«Перекрестье» Второй сезон - страница 4
— Что ты себе вообразила? Как смеешь со мной разговаривать подобным тоном?
Нет, ну я таких наглых ещё не видела!
— Я? Я вообразила?! — задыхаюсь от возмущения. — Ты в своём уме? Ты всех нас бросил! Ты сделал свой выбор! Ты исчез на год! Как ты смеешь заявляться сюда и чего-то требовать?!
— Достаточно. Ты меня утомляешь. — бросает и движется к лестнице, как ни в чём не бывало. — Ари. Аристарх!
Нет, у него точно крыша потекла.
— Да нет здесь Аристарха. И Миланы нет! И Матео нет! Я тебе говорю, за год всё изменилось, а ты вместо того, чтобы нормально меня поприветствовать и поговорить, рогами упёрся в свою шизофрению!
— Надеюсь, скоро полночь и ты лишишь меня своего общества. — хмыкает, не оглядываясь.
Великолепно просто. Ну что же, пусть валит. Походит, посмотрит, может, его в шкаф засосёт, как Стефана на прошлой неделе, и я его несколько суток не увижу. Смогу привести мысли и чувства в порядок. Или его лучше сразу в подвал к Светлане Александровне?
Двери издают тихий скрип. Я оборачиваюсь к входу и вымученно улыбаюсь. Жнец был прав. За Магомедовым следовала душа.
— Привет. — говорю как можно мягче. — Меня Инна зовут, а тебя?
— Ааа… — тянет белокурый ангелок, — Анна. Мой папа здесь?
Девочка, лет десяти, не больше, смотрит на меня широко распахнутыми глазами, в которых больше жизни и чувств, чем в треклятом божке.
— А как зовут твоего папу? — вытягиваю в её сторону руку и подавляю все чувства, разворошённые от недавней встречи с тем, кто не заслуживает их нисколько.
— Муслим. — тихонько отзывается, опасливо тронув мои пальцы. — Я его так ждала, так ждала…
Я не бог. Мне не дано видеть ни душу, ни прошлые жизни. Призраки, забредающие в мой мотель, могут быть кем угодно: злодеями, убийцами, величайшими умами или безумцами. Я не узнаю об этом, если они мне сами не расскажут. Когда дело касается взрослых, всё сложнее. Приходится выстраивать диалог и отвечать на вопросы, от которых у меня по-прежнему волосы встают дыбом. Но есть и такие, как Анечка, в жизнь и смерть которых не хочется вникать.
— Я отведу тебя к папе. — сглотнув вставший в горле ком, обещаю я. — Нам нужно будет подняться по лестнице, пройти по коридору и подняться на лифте… Ты любишь кататься на лифтах? Я любила, когда была маленькой. — заговариваю ребёнку зубы, чтобы она не уловила фальшь в моём голосе, и увлекаю за собой.
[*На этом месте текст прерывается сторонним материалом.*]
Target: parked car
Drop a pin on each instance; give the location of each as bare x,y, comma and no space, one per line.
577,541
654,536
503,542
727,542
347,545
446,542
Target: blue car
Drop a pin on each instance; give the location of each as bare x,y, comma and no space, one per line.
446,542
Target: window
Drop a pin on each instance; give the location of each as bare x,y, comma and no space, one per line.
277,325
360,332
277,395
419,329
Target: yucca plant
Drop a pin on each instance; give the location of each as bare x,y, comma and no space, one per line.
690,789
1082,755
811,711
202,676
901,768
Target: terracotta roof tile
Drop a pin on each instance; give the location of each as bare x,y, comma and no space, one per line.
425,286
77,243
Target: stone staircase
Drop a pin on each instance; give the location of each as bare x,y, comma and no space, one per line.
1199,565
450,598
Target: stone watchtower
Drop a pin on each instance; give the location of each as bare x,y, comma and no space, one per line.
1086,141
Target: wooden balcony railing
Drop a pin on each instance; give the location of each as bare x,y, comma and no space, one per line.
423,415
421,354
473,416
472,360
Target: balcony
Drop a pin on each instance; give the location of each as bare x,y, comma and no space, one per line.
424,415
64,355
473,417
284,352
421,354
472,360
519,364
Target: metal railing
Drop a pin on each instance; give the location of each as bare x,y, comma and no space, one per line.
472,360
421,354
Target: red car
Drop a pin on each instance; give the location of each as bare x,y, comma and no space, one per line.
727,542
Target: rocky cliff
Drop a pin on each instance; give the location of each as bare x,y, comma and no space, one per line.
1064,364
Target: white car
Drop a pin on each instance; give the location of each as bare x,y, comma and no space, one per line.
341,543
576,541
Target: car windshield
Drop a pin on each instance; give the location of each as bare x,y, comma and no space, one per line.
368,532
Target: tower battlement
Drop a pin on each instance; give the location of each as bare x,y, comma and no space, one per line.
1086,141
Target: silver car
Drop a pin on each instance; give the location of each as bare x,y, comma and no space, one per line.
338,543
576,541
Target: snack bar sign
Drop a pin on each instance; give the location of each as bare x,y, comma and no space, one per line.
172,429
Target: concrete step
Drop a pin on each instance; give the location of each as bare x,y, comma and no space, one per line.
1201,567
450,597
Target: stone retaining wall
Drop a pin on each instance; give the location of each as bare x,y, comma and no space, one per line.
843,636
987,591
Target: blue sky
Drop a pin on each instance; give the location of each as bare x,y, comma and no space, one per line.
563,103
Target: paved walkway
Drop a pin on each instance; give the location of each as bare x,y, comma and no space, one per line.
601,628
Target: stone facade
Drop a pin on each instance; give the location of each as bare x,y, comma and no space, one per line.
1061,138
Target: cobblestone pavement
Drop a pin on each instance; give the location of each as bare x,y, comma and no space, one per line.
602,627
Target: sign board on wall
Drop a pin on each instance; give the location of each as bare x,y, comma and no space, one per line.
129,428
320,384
— Я люблю кататься на эскалаторе. — крепко сжимает мою руку своими холодными пальчиками.
— О да. Я тоже.
Не успеваем мы преодолеть лестницу, как тишину разрывает грохот и женский визг.
Ну-у, кто бы сомневался!
— Как ты посмел меня в гроб положить в этом сарафане?! Что за памятник ты мне поставил, скотина?!
Внутри всё холодеет. Голос управляющей разлетается по полупустому коридору, эхом отбивается от стен и гремит на весь мотель.
Кто её выпустил из подвала?!
Слышится звон битого стекла.
Я подавляю стон и опасливо кошусь на девочку, чью руку крепко сжимаю.
Вот и как её к лифту вести, спрашивается?
— Светлана Александровна, вы что творите?!
Дурдом. Дурдомище.
— Не бойся. Идём. — шепчу, заворачивая за угол.
Перед нами предстаёт ужасная картина. Магомедов у стеночки, растекающийся по полу и прижимающий руку к сердцу. Всюду осколки битых ваз и светильников. Разъярённая управляющая. Олька с Настей, подпирающие собой створки лифта, расположенного в конце коридора. Растерянный Стефан, пытающийся отвоевать очередную вазу, занесённую над головой Муслима, у Светланы Александровны.